Angelina’s isn’t a museum, but they are artists. Chocolate artists. I wasn’t sure about the idea of drinking hot chocolate in the summer, but I read so much about this little cafe, and it was close to the museum, so I decided to stop in on my way out to the metro. I had a hard time deciding because the reviews for everything were so good, but in the end, my chocoholic side won out. It was so entirely worth it. Probably the most expensive hot cocoa I’ve ever had, but it was rich, thick, delicious, choco-gasm inducing and very generous. I could have shared this pot with another person. I could not have had a whole pot and any kind of dessert without exploding.

No mere “cocoa”, this beverage is mostly melted chocolate with milk and cream and more whipped cream on the side, you know, in case it isn’t creamy enough. It pours more like syrup than milk. I sat in the shade and welcome air conditioning sipping my chocolate bliss, mixing cup after cup with various amounts of cream for effect.
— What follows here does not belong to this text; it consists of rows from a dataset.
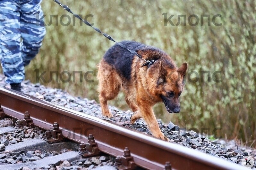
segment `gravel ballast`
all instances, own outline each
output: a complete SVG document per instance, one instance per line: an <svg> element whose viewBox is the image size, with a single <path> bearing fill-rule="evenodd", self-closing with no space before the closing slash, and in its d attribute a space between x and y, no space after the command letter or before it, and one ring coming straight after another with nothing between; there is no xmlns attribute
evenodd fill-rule
<svg viewBox="0 0 256 170"><path fill-rule="evenodd" d="M24 81L21 85L23 87L22 91L25 94L73 109L85 114L111 122L119 125L152 135L145 122L142 119L137 120L133 125L131 124L130 117L133 113L131 111L124 111L115 107L109 106L110 111L114 117L106 118L102 116L100 105L94 100L90 100L86 98L74 97L62 89L47 87L39 83L34 84L31 83L29 81ZM0 86L7 88L9 86L9 85L5 83L2 75L0 76ZM170 140L170 142L176 143L178 144L198 150L240 165L242 159L246 158L245 157L249 155L252 157L255 161L253 168L256 169L256 155L255 151L252 148L240 148L241 149L238 149L237 146L224 147L219 143L209 141L205 136L193 131L189 132L180 131L179 127L171 122L168 124L163 123L160 120L158 120L158 122L161 130L164 135ZM36 133L37 134L36 135L39 135L40 133L37 132ZM20 135L26 138L25 136L23 137L23 135L25 135L25 134L22 134ZM13 140L13 139L15 136L13 137L12 140L14 141L15 140ZM30 137L30 136L29 137ZM20 137L20 136L18 136L18 138ZM21 141L22 140L21 139ZM13 161L10 159L8 161ZM82 163L84 164L84 162ZM72 166L76 165L74 164ZM86 168L88 168L86 167Z"/></svg>

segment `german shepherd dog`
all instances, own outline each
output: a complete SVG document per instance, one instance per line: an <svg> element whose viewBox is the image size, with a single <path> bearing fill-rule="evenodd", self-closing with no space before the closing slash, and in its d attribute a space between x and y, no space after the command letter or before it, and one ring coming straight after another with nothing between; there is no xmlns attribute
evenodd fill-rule
<svg viewBox="0 0 256 170"><path fill-rule="evenodd" d="M113 117L107 102L116 97L122 89L125 101L134 112L131 123L142 118L153 135L169 141L159 128L152 107L163 102L169 113L180 112L179 98L184 87L187 64L184 63L178 68L170 56L159 49L134 41L121 43L143 58L157 61L145 65L144 60L116 44L107 51L99 63L97 76L103 115Z"/></svg>

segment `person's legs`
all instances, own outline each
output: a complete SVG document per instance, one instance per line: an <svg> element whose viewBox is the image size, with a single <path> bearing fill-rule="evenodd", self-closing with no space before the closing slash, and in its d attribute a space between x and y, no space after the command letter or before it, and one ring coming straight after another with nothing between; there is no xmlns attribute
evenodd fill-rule
<svg viewBox="0 0 256 170"><path fill-rule="evenodd" d="M25 71L20 51L19 0L0 1L0 58L6 83L19 87Z"/></svg>
<svg viewBox="0 0 256 170"><path fill-rule="evenodd" d="M21 5L21 29L23 43L21 56L24 66L29 64L38 53L46 30L43 13L40 4L42 0L23 0Z"/></svg>

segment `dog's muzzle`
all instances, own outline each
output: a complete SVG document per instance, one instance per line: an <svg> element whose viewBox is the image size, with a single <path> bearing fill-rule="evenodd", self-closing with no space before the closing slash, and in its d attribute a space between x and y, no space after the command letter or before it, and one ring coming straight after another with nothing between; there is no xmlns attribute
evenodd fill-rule
<svg viewBox="0 0 256 170"><path fill-rule="evenodd" d="M166 101L164 97L162 95L161 95L161 98L162 98L162 100L163 100L163 102L165 104L165 108L166 108L166 110L167 110L167 112L170 113L171 113L173 112L170 109L169 109L169 107L168 107L168 105L167 104L167 103L166 102Z"/></svg>

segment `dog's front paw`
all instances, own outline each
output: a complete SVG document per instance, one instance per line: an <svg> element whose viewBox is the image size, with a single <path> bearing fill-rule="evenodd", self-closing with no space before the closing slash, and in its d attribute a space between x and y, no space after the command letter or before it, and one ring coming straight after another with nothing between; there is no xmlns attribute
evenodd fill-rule
<svg viewBox="0 0 256 170"><path fill-rule="evenodd" d="M131 124L133 124L135 121L137 120L137 119L135 117L132 115L131 117Z"/></svg>
<svg viewBox="0 0 256 170"><path fill-rule="evenodd" d="M158 138L160 138L162 140L163 140L164 141L167 141L167 142L170 141L170 139L169 139L166 136L165 136L164 134L162 134L160 135L159 135L158 137Z"/></svg>
<svg viewBox="0 0 256 170"><path fill-rule="evenodd" d="M133 113L133 114L131 117L131 123L132 124L133 124L135 121L137 120L138 119L141 118L140 116L140 113L138 111L137 111Z"/></svg>
<svg viewBox="0 0 256 170"><path fill-rule="evenodd" d="M108 118L113 118L114 117L112 113L109 112L108 113L103 113L103 114L104 116Z"/></svg>

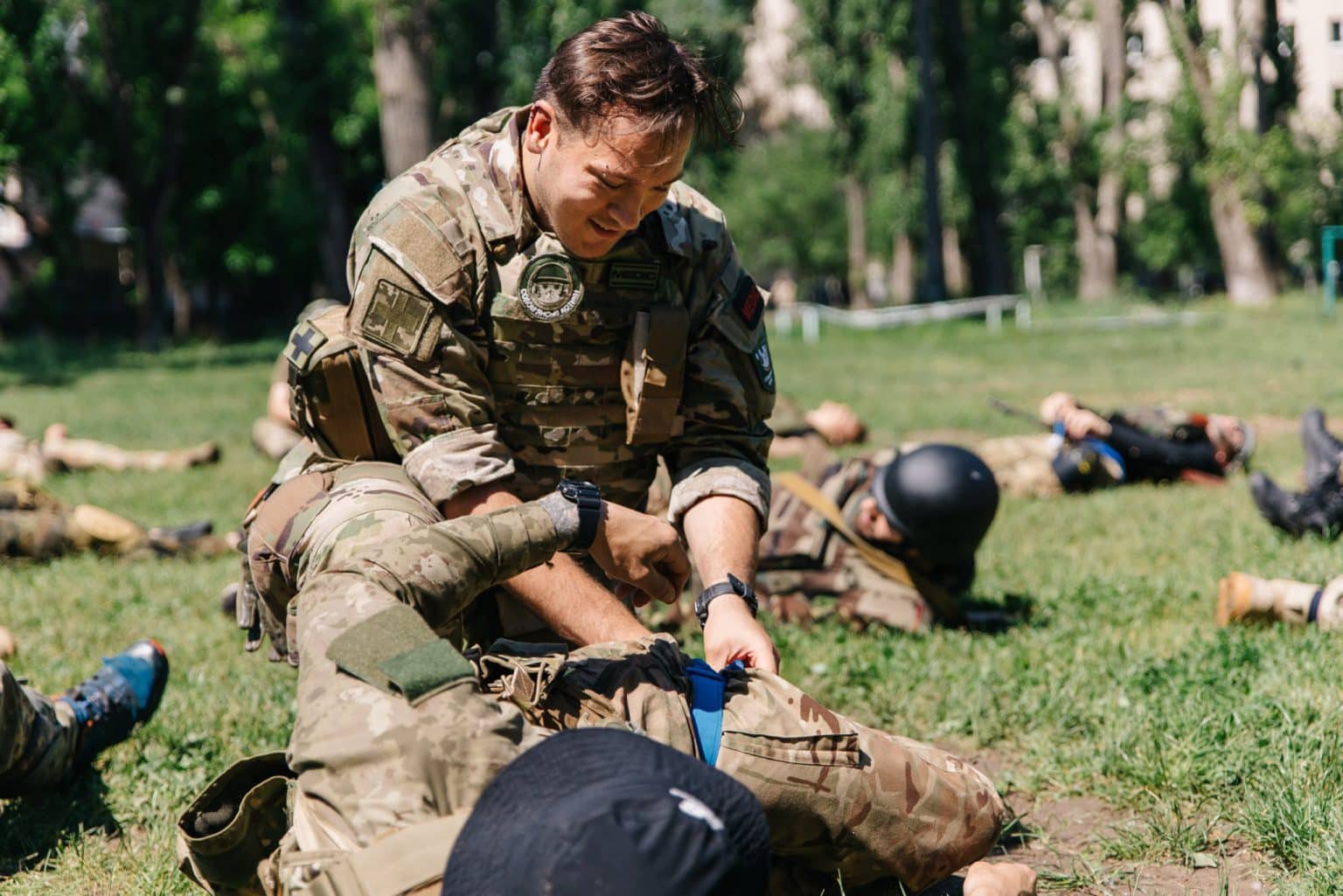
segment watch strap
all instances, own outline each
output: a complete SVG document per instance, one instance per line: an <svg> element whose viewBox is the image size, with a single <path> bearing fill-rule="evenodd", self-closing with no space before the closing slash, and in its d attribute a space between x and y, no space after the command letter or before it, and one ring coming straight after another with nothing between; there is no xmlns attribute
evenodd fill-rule
<svg viewBox="0 0 1343 896"><path fill-rule="evenodd" d="M755 596L755 590L729 572L724 582L710 584L700 592L698 598L694 599L694 615L698 617L701 626L709 621L709 604L713 603L716 598L721 598L725 594L735 594L745 600L747 609L751 610L752 617L760 610L760 602Z"/></svg>

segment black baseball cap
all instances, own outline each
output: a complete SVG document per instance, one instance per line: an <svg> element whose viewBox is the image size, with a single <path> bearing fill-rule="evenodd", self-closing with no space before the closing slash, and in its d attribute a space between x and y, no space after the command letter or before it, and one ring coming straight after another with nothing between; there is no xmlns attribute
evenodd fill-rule
<svg viewBox="0 0 1343 896"><path fill-rule="evenodd" d="M744 786L642 735L582 728L485 789L443 896L755 896L770 826Z"/></svg>

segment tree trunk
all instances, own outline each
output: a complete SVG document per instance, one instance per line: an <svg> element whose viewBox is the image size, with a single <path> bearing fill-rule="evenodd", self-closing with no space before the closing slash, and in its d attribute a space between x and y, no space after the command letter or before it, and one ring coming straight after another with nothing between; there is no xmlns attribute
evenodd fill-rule
<svg viewBox="0 0 1343 896"><path fill-rule="evenodd" d="M909 234L896 234L890 246L890 304L915 300L915 243Z"/></svg>
<svg viewBox="0 0 1343 896"><path fill-rule="evenodd" d="M916 0L919 32L919 152L924 160L924 281L920 301L947 298L947 275L941 262L941 179L937 173L937 95L932 78L932 0Z"/></svg>
<svg viewBox="0 0 1343 896"><path fill-rule="evenodd" d="M1264 247L1245 215L1240 189L1233 181L1211 175L1209 200L1228 297L1236 305L1270 305L1277 289Z"/></svg>
<svg viewBox="0 0 1343 896"><path fill-rule="evenodd" d="M428 67L416 36L426 32L419 3L384 0L377 5L373 82L383 164L392 179L434 149Z"/></svg>
<svg viewBox="0 0 1343 896"><path fill-rule="evenodd" d="M1117 154L1123 141L1119 130L1120 106L1124 98L1124 16L1121 0L1097 0L1096 24L1101 32L1101 114L1109 118L1101 146L1108 156ZM1073 220L1077 228L1077 297L1095 302L1113 296L1119 289L1117 236L1123 210L1123 189L1119 175L1103 160L1103 171L1096 184L1077 175L1077 152L1081 141L1081 122L1076 101L1069 95L1064 70L1064 40L1053 3L1042 0L1035 16L1039 51L1058 82L1058 111L1062 126L1062 164L1072 175ZM1092 208L1092 201L1096 208Z"/></svg>
<svg viewBox="0 0 1343 896"><path fill-rule="evenodd" d="M849 304L868 308L868 193L853 175L843 179L843 210L849 230Z"/></svg>
<svg viewBox="0 0 1343 896"><path fill-rule="evenodd" d="M1166 27L1171 34L1175 55L1183 64L1190 87L1198 99L1202 118L1203 140L1210 146L1223 144L1219 128L1236 128L1226 124L1217 106L1217 89L1207 58L1194 42L1185 17L1183 0L1166 0L1162 4L1166 13ZM1276 296L1273 271L1264 247L1245 214L1245 197L1233 175L1209 164L1207 199L1213 218L1213 232L1217 235L1217 250L1222 257L1222 275L1226 278L1226 294L1236 305L1268 305Z"/></svg>
<svg viewBox="0 0 1343 896"><path fill-rule="evenodd" d="M960 234L955 227L941 228L941 265L947 271L947 294L963 297L970 290L970 269L960 251Z"/></svg>

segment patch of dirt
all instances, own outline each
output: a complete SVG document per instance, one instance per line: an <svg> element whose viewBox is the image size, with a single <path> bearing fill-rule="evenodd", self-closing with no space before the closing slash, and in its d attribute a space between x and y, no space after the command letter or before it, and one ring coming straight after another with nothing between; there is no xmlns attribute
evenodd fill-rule
<svg viewBox="0 0 1343 896"><path fill-rule="evenodd" d="M994 750L971 751L955 743L937 747L964 758L992 779L999 779L1011 758ZM992 861L1015 861L1039 875L1041 893L1069 896L1266 896L1273 892L1273 872L1262 857L1238 849L1209 856L1213 868L1180 864L1139 864L1105 858L1105 841L1132 827L1140 817L1116 809L1096 797L1057 797L1013 793L1007 806L1019 819L1018 836L1001 844L1005 853ZM962 870L964 873L964 870ZM960 896L960 881L951 880L936 896Z"/></svg>

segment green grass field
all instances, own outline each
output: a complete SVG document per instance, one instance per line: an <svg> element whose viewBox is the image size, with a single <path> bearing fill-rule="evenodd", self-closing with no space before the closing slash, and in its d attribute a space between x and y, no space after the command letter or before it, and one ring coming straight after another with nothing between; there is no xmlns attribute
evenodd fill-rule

Despite the fact that I hadn’t eaten since lunch, I left Angelina’s full and happy.


The weather in Korea is turning cool. It’s even gotten below freezing a few nights this week! It’s almost hard to remember hating the hot weather so much when I’m curling up with my heated mattress pad and fluffy blankie. The hot chocolate here isn’t a patch on Angelina’s but my memories will keep me warm. I hope you enjoyed this foray into the art world with me. For those who can’t make it to the museums, a little walk thru tour. For those who have never thought of going before, I hope I’ve given you cause to reconsider. As always, thanks for reading!